Una noche, al inicio de la primavera de ese año, me contó otra vez ese relato. Yo estaba medio dormida en mi cama, escuchando. Cuando terminó, le pregunté:
–¿Qué quiere decir «magia»?
–Es muy tarde ahora, Ilana.
–¿Hay reunión de nuevo esta noche?
–Sí, querida. Pero trataremos de hablar bajito.
Me besó. Un beso frío y seco en la frente. No como los besos de mi padre, siempre cálidos y húmedos, sobre la mejilla. Labios que venían hacia mí y labios que se alejaban. Frío y seco, cálido y húmedo. Mamá y papá.
Desde la cocina, me llegó el sonido de las voces de mis padres. No podía entender sus palabras. Sonó el timbre. Oí los pasos de mi madre en el pasillo. El sonido del arpa quedó ahogado por una avalancha de voces. El departamento se volvió ruidoso. Finalmente me dormí con el ruido del teléfono que sonaba.
La reunión me despertó. Era inusualmente ruidosa. «¿Cuál es la alternativa? –alguien continuaba gritando–. Dime cuál es la alternativa». Una explosión de voces ahogó sus próximas palabras, voces agudas, voces molestas. El aire en mi cuarto vibraba de manera débil con el bullicio de la reunión. Escuché la palabra «España» varias veces. Nunca antes había oído esa palabra. España. Pasó mucho tiempo antes de que pudiera dormirme de nuevo.
En el desayuno, mi padre estaba sentado leyendo el diario y mi madre estaba parada junto a la cocina con su vestido de entrecasa rosa y su delantal blanco. El departamento parecía tenso por la atmósfera de la reunión de la noche anterior. Mi padre se veía cansado. Le leyó a mi madre una noticia sobre España y hablaron de ello brevemente. No entendí lo que decía. La voz de mi madre sonaba tirante. Me puse a jugar con mis cereales.
Mi madre colocó un plato con huevos y carne frente a mi padre y se sentó a la mesa. Continuaron hablando sobre España.
Levanté la vista de mis cereales:
–¡Mamá!
–Un momento –dijo mi madre.
Dije:
–Anoche Baba Yaga me persiguió en sueños y usé un arpa como la que tenemos en la puerta, sólo que más pequeña, y se convirtió en un océano. ¿Qué es «magia», mamá? ¿Y qué es «España»?
Luego de una pausa, mi madre dijo:
–Más tarde, Ilana.
Mi padre dijo animándose:
–No, adelante, Annie. Quiero escuchar esa explicación.
Mi madre, luego de otra pausa, dijo:
–La magia es una idea muy antigua, Ilana. Si quieres que llueva, dices ciertas palabras, y si cada vez que las dices llueve, eso es magia. Son palabras o cosas que controlan otras cosas, o a las personas, o a la naturaleza.
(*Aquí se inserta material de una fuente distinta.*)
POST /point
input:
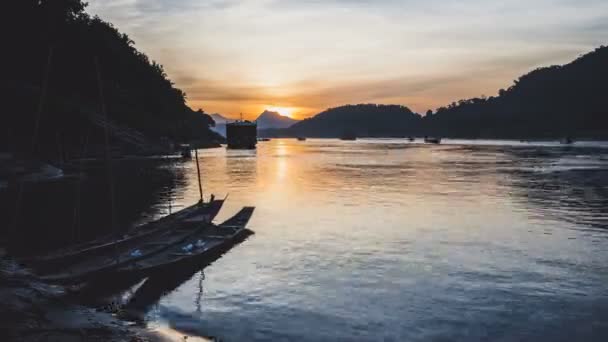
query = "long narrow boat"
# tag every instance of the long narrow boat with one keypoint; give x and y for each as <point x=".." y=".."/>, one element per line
<point x="206" y="243"/>
<point x="101" y="265"/>
<point x="65" y="257"/>
<point x="431" y="140"/>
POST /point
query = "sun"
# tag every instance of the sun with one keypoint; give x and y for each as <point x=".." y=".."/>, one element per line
<point x="285" y="111"/>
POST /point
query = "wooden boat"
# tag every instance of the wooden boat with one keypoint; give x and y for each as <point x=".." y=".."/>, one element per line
<point x="186" y="151"/>
<point x="206" y="243"/>
<point x="351" y="136"/>
<point x="61" y="258"/>
<point x="80" y="265"/>
<point x="567" y="141"/>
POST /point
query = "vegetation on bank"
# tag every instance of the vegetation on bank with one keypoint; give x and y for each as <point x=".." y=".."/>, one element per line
<point x="549" y="102"/>
<point x="57" y="62"/>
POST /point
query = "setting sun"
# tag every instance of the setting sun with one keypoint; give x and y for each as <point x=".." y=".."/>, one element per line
<point x="285" y="111"/>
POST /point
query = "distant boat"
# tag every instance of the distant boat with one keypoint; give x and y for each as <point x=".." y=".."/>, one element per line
<point x="186" y="151"/>
<point x="567" y="141"/>
<point x="348" y="136"/>
<point x="431" y="140"/>
<point x="242" y="134"/>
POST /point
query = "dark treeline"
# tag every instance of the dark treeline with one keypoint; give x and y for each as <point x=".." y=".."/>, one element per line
<point x="362" y="120"/>
<point x="549" y="102"/>
<point x="54" y="42"/>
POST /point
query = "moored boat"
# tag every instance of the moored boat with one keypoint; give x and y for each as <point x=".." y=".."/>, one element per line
<point x="80" y="265"/>
<point x="205" y="243"/>
<point x="350" y="136"/>
<point x="431" y="140"/>
<point x="567" y="141"/>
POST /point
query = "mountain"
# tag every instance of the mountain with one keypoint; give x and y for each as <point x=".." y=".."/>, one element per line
<point x="219" y="118"/>
<point x="71" y="63"/>
<point x="220" y="124"/>
<point x="363" y="120"/>
<point x="551" y="102"/>
<point x="269" y="119"/>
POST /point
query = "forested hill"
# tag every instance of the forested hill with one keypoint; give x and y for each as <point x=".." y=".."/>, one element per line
<point x="56" y="52"/>
<point x="551" y="102"/>
<point x="568" y="100"/>
<point x="361" y="120"/>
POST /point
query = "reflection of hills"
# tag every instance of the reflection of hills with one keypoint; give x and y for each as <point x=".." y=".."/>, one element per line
<point x="568" y="184"/>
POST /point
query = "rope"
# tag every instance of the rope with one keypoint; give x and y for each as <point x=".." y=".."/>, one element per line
<point x="45" y="82"/>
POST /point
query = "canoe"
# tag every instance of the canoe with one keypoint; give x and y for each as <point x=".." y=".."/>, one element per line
<point x="206" y="243"/>
<point x="101" y="265"/>
<point x="73" y="254"/>
<point x="432" y="140"/>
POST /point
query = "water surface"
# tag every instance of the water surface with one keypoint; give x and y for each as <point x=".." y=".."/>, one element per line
<point x="387" y="240"/>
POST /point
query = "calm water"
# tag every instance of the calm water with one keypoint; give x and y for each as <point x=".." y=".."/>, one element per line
<point x="385" y="240"/>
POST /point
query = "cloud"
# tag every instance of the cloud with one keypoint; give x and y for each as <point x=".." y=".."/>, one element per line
<point x="238" y="55"/>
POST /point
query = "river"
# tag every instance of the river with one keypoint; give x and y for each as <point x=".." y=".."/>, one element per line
<point x="383" y="239"/>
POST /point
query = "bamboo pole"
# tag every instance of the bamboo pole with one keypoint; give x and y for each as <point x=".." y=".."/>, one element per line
<point x="198" y="172"/>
Eso es magia.
–¿La magia es real?
–Sólo en los cuentos, mi amor.
–¿La magia puede hacer que la gente deje de morir?
Dudó:
–Sólo en los cuentos.
–Podríamos usar algo de magia en España –dijo mi padre–. Azaña podría usar un poco de magia.
–Me gusta la idea de la magia –dije–. ¿Qué más es magia?
–Si puedes limpiar el desorden de la mesa con un solo movimiento de tu mano, eso sería magia –dijo mi madre.